Analysis Services in High Data Volume Business scenarios
Overview of Parallel Processing in Analysis Services 2005
Analysis Services 2005 embraces the XMLA standards and an enhanced object model which supports parallel processing without use of external utilities. The basic drawback of DSO based objects in AS 2000 rendered it unavailable for parallel processing using Analysis Services GUI. The DSO objects had to be invoked in a defined manner to simulate parallelism. Usage of finer grained control on the processing options provides increased flexibility in AS 2005 to perform processes in parallel using XMLA scripts, GUI based processing or SSIS based processing.
Parallel Processing – In Detail
When an execution request is submitted to AS 2005, an execution plan is generated that provides the blueprint for processing the given task.
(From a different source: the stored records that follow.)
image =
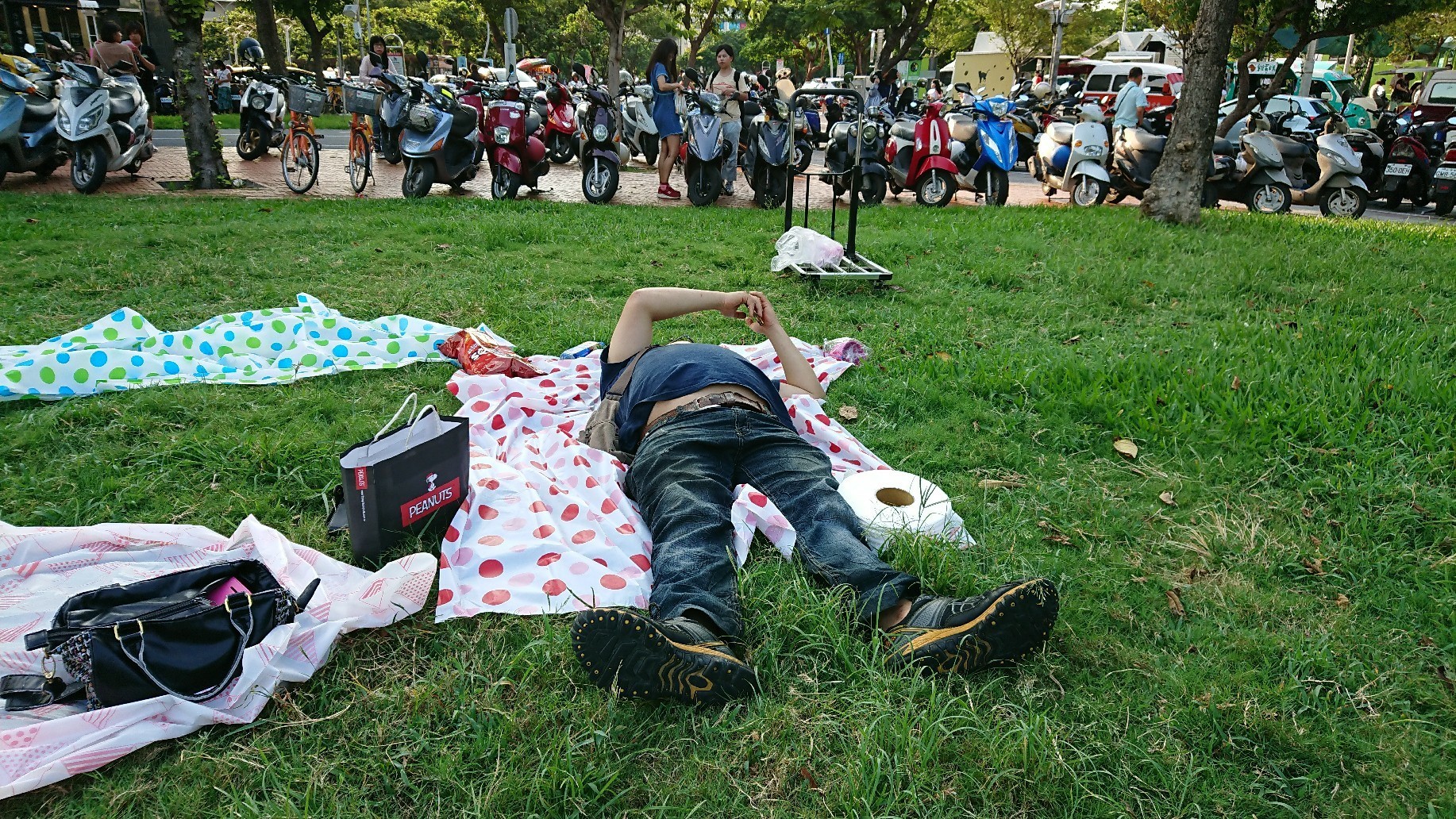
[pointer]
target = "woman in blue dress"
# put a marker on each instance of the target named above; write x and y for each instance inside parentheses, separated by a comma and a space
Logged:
(660, 73)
The execution plan is prepared based on dependencies existing between the objects to be processed.
The following parameters provide opportunities for configuring the parallel capabilities of AS 2005. These are:
- CoordinatorExecutionMode: This is a server-wide configuration value (specified in the msmdsrv.ini file) that specifies the maximum number of concurrent jobs in a single processing request. The server administrator can use this to throttle parallelism. The default is zero, i.e., unlimited parallelism.
- MaxParallel: This is an attribute in the <Parallel> command. It specifies the maximum number of concurrent jobs in the request. It does not override CoordinatorExecutionMode. It can only further throttle the parallelism.
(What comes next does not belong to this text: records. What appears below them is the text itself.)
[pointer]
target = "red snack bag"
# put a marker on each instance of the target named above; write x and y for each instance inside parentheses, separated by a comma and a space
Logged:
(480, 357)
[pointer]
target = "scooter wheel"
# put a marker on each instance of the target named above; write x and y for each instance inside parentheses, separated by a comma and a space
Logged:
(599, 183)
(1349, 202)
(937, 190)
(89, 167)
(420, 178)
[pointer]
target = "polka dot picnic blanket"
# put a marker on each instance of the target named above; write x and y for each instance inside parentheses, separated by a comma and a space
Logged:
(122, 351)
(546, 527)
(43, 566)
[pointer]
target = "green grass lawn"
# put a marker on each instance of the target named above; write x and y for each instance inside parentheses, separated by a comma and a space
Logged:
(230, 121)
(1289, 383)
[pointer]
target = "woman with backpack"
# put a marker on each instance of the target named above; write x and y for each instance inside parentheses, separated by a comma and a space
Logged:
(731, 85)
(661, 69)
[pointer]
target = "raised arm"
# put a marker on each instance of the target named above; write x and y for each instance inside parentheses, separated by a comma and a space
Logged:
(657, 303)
- CPUs: Depending on the number of CPUs, the Analysis server can artificially throttle the parallelism to avoid unnecessary context switching.
- Memory Quotas: Every job requests a memory quota that is the minimum and maximum amount of memory it needs. If the memory management system cannot grant it the minimum requested memory, then it blocks the job until the memory is available.
The first half of the paper discussed the business problem and the implications on the relational database and cube design. The business requirements were explained and the implications of these requirements on the design were also illustrated. The second half of the paper spoke of the problems faced with sequential processing of partitions in the large volume cubes and how the processing times were brought down by 25-28% by the use of Parallel Processing Utility. The final part of the paper spoke of parallel processing in Analysis Services 2005. The expected benefits from PPU in Analysis Services can be matched by parallel processing in Analysis Services 2005 and there is much better control on the process at server side level unlike in PPU with Analysis Services 2000. Some general observations about optimum cube processing performance in large data warehouse/ data mart implementations
- In large data mart/ data warehouse to reduce processing time it is recommend to use a multiprocessor server. Multiprocessor servers enable cubes to be processed in parallel and thereby reduce the time needed to process the cubes.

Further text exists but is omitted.